In the recent case of CQ Group Australia Pty Ltd v Isaac Regional Council, the Planning and Environment Court made a unique decision to strike out the appellant’s appeal where the proposed development had been inadequately described in the public notice.[1]  The decision highlights the importance of properly describing a proposed development both in the application material and the public notice.

In this Alert, Partner Sarah Macoun and Associate Thomas Buckley discuss the case further.

Key points

  • A development application must be clearly described in a public notice by reference to the relevant planning scheme definitions.
  • Where the planning scheme definitions do not adequately encompass all the proposed uses of the land, care ought to be taken to ensure the description is sufficient to convey all components of the development such that an interested person would be put on notice and moved to search the development application at the local government’s office, if inclined.
  • The Court will not be inclined to exercise its discretion to excuse inadequate public notification in circumstances where the applicant has not been candid about the true nature and extent of the proposed development.

Facts

The appeal was against the Council’s part refusal of a development application to increase operations at the Nebo Quarry.  The part of the application that was refused was the proposal for workers’ accommodation (30 staff).

The Council lodged an interlocutory application in the Court seeking declarations that the appeal be struck out. It was alleged that the public notice signs erected on the land and placed in the local newspaper during the notification stage of the development application did not properly describe the development or the proposed use of the land in accordance with the public notification provisions of the Sustainable Planning Act 2009 (SPA).

In particular, it was contended that the description of the development application in the public notice material – “Extractive Industry (up to 1,000,00t per year) & Ancillary Facilities, General Industry (Heavy Vehicle Depot & Ancillary Motor Vehicle Workshop & Ancillary Office Building) & Rural” – was misleading in that it failed to described the “Ancillary Facilities” which in fact were a reference to workers’ accommodation (30 staff).

Decision

Two matters had to be determined by the Court:

  • How the workers’ accommodation use was described; and
  • Whether the description was sufficient in the circumstances.

The SPA and Sustainable Planning Regulation 2009 prescribe the requirements for public notification of development applications.  A public notice erected on land or placed in a local newspaper must be in the relevant “approved form”.  Those forms require the notifier to describe the proposed use of the land by reference to the relevant planning scheme definition.

The term “Ancillary Facilities” was not a defined use in the planning scheme. “Extractive Industry” was defined, but the Court was not satisfied that the definition suggested that any form of workers’ accommodation might be expected to form part of the use.  The Court was also not satisfied that workers’ accommodation was “necessarily associated” with the use of the premises for extractive industry.[2]  Unsurprisingly, the Court took the view that the proposed workers’ accommodation was not clearly stated to be a component of the quarry expansion in the public notification material.
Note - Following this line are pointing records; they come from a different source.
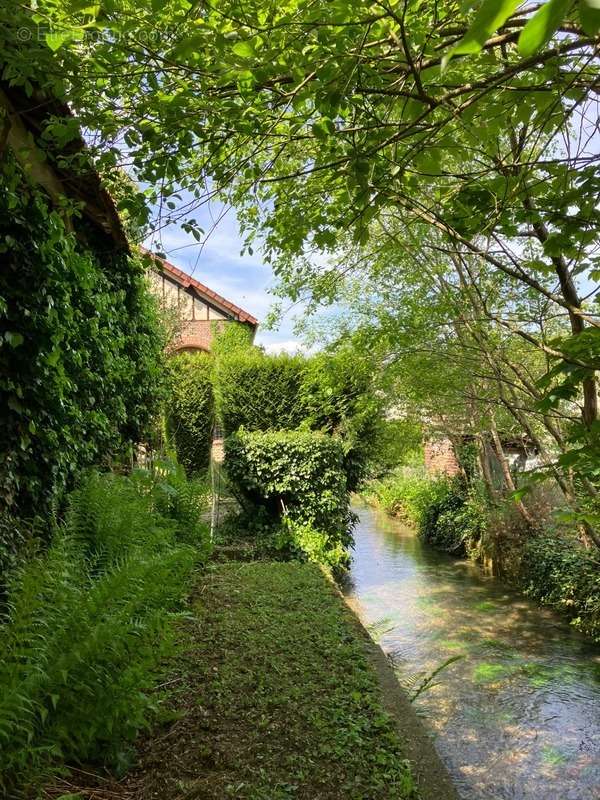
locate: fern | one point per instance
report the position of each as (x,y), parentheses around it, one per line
(89,623)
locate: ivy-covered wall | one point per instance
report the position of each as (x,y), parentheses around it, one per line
(80,346)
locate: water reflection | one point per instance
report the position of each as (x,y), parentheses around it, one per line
(518,715)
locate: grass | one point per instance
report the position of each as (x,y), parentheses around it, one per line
(277,698)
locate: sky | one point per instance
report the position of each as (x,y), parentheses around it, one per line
(243,280)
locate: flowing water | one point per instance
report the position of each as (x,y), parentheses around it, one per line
(517,715)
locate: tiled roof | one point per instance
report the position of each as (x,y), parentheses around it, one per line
(185,280)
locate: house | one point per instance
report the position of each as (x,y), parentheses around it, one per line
(63,171)
(199,309)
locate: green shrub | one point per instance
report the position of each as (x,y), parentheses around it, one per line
(191,409)
(399,494)
(87,626)
(339,398)
(259,392)
(559,572)
(448,515)
(329,392)
(296,476)
(181,499)
(80,349)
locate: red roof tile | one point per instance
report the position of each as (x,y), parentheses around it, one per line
(185,280)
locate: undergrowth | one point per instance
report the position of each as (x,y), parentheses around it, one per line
(89,622)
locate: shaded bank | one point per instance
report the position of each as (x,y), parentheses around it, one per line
(278,695)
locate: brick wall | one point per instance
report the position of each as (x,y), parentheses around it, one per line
(195,334)
(440,458)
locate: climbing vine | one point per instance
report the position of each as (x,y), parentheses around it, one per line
(80,347)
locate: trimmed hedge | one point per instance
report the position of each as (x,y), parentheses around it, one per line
(297,480)
(191,409)
(329,392)
(259,392)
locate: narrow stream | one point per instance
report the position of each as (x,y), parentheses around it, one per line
(518,715)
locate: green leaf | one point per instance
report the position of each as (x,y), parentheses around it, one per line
(14,339)
(56,39)
(541,26)
(488,19)
(323,128)
(243,49)
(589,16)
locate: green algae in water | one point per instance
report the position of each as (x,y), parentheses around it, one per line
(427,602)
(553,756)
(496,644)
(453,644)
(485,606)
(381,627)
(490,673)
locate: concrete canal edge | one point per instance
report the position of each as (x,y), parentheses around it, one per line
(431,775)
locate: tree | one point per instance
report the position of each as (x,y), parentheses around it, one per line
(327,120)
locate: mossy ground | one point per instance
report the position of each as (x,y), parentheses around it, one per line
(276,698)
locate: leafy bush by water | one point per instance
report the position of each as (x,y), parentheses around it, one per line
(329,392)
(559,572)
(296,479)
(87,625)
(447,514)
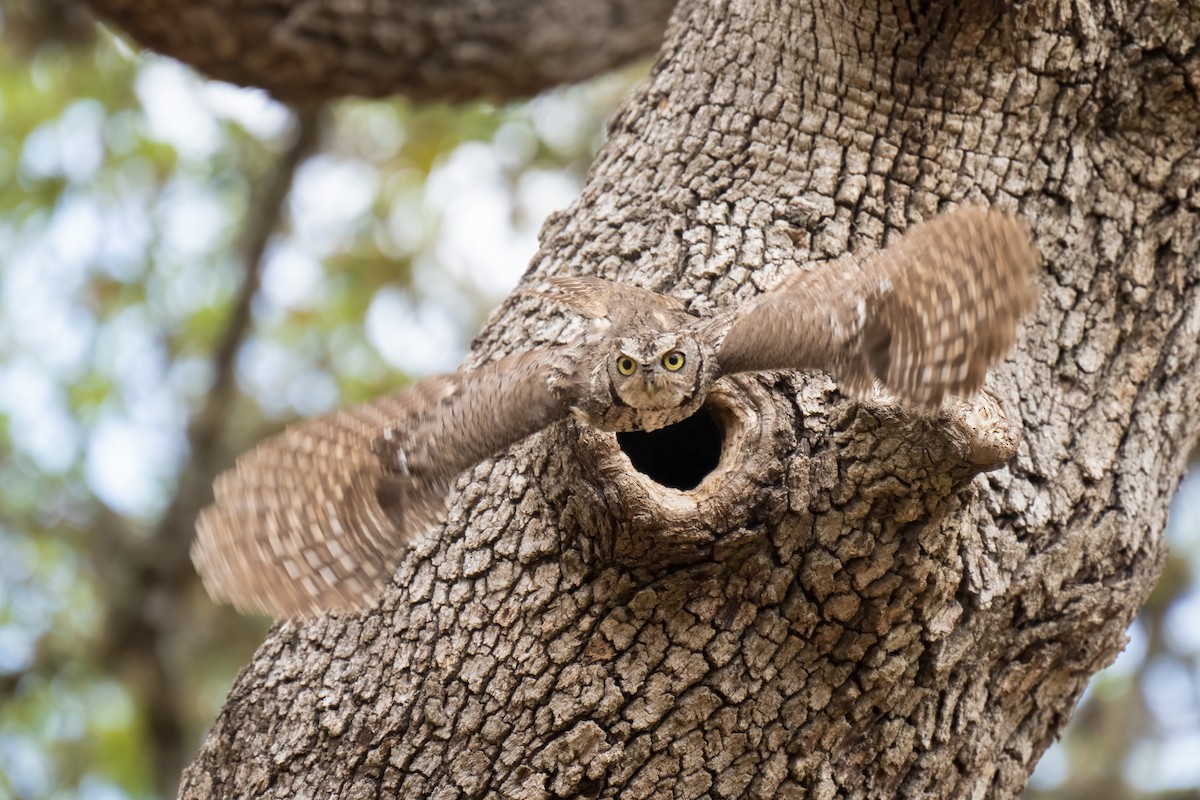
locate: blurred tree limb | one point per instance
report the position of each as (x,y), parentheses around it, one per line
(443,49)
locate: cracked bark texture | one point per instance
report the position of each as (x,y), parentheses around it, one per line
(858,601)
(310,50)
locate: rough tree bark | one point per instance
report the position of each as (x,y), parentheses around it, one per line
(850,603)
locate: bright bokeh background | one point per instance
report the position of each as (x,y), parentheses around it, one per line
(131,194)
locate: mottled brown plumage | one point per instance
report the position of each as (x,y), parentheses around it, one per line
(317,518)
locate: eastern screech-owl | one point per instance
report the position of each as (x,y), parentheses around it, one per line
(317,517)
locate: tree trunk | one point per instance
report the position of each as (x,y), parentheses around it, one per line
(849,605)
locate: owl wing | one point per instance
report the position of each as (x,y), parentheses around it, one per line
(925,316)
(317,518)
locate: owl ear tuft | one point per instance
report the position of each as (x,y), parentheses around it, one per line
(582,294)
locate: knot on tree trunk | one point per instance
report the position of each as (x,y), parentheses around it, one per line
(689,492)
(707,487)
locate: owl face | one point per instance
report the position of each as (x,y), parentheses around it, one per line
(655,372)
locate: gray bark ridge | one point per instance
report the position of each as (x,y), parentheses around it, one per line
(850,608)
(311,50)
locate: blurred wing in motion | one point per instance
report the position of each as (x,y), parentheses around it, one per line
(925,317)
(317,518)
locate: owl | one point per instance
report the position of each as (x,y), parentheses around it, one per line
(317,518)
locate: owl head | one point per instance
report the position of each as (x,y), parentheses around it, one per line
(661,371)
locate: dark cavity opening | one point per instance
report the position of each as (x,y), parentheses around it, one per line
(678,456)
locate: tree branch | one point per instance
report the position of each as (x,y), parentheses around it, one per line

On the question of the adequacy of the description of the use, the Court was not satisfied that the description was sufficient to convey the workers’ accommodation component of the development such that an interested person would be put on notice and moved to search the development application at the Council’s offices.[3]  This view was supported in part by evidence led by the Council that a local competitor had not been aware of the proposed workers’ accommodation for the quarry expansion from reading the public notice sign that was erected on the land.

In circumstances where public notification is inadequate, the Court has a discretion to make orders dealing with the non-compliance.  Typically, where the non-compliance has not significantly affected interested persons’ rights, the Court will excuse the non-compliance and will allow the appeal to proceed.  Where the non-compliance is significant, the Court may order that the development application be re-notified or sent back to the public notification stage of the development application process.

However in this unique instance, the Court struck out the appellant’s appeal altogether.  Significantly, in making this ruling the Court appears to have relied specifically upon the appellant’s conduct in carrying out public notification.  In particular, the Court formed the view that the appellant had failed both in the development application and also in response to an information request to candidly disclose the true nature and extent of the workers’ accommodation proposed as part of the development.  It was on those grounds that the Court declined to exercise its discretion with respect to the non-compliance and struck out the appellant’s appeal.

The decision highlights the importance of adequately describing a proposed development when it is put on display for public comment.  The Court invariably takes a strict view when it comes to questions of ensuring that interested persons are properly informed of development and are given an opportunity to be heard, where the circumstances allow.  In this unique instance, the decision highlights that the Court will not be inclined to exercise its discretion to excuse inadequate public notification in circumstances where the applicant has not been candid about the true nature and extent of the proposed development.